Liquid Steel at Low Pressure: Experimental Investigation of a Water Air Flow in a Convergent Divergent Nozzle

In the continuous casting of steel controlling the flow rate to the mould is a critical issue as a constant mould level is essential for a good quality of the cast product. A stopper rod is a commonly used device to control this flow rate. Agglomeration of solid material near the stopper rod can lead to a reduced cross section and thus to a decreased casting speed or even total blockage (“clogging”). The mechanisms involved in clogging are still not fully understood. Single phase considerations of the flow in the region of the stopper rod result in a low or even negative pressure at the smallest cross section. This can cause degassing of dissolved gases from the melt, evaporation of alloys and entrainment of air through the refractory material.
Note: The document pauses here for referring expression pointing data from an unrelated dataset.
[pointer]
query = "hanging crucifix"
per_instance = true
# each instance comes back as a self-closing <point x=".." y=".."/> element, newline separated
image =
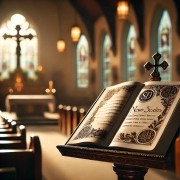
<point x="155" y="75"/>
<point x="18" y="40"/>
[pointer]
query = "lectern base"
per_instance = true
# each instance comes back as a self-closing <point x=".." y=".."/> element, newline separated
<point x="125" y="172"/>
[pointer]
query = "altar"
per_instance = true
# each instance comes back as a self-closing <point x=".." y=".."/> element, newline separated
<point x="30" y="104"/>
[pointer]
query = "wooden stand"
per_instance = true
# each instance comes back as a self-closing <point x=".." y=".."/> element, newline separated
<point x="127" y="165"/>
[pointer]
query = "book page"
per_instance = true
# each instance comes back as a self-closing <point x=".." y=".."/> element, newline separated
<point x="148" y="117"/>
<point x="98" y="124"/>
In the first part of this paper the criteria for degassing of liquid steel at low pressures are analysed and compared to water. It can be shown that the degassing process in liquid steel is mainly taking place directly at the stopper rod and its surrounding. The steel flow past the stopper is highly turbulent. In addition refractory material in general is non wetting to liquid steel. So the first step to understand the flow situation near the stopper is to understand the behaviour of this two phase flow. Accordingly water experiments are conducted using a convergent divergent nozzle. These experiments show the strong impact of the wettability of the wall material on the actual flow structure.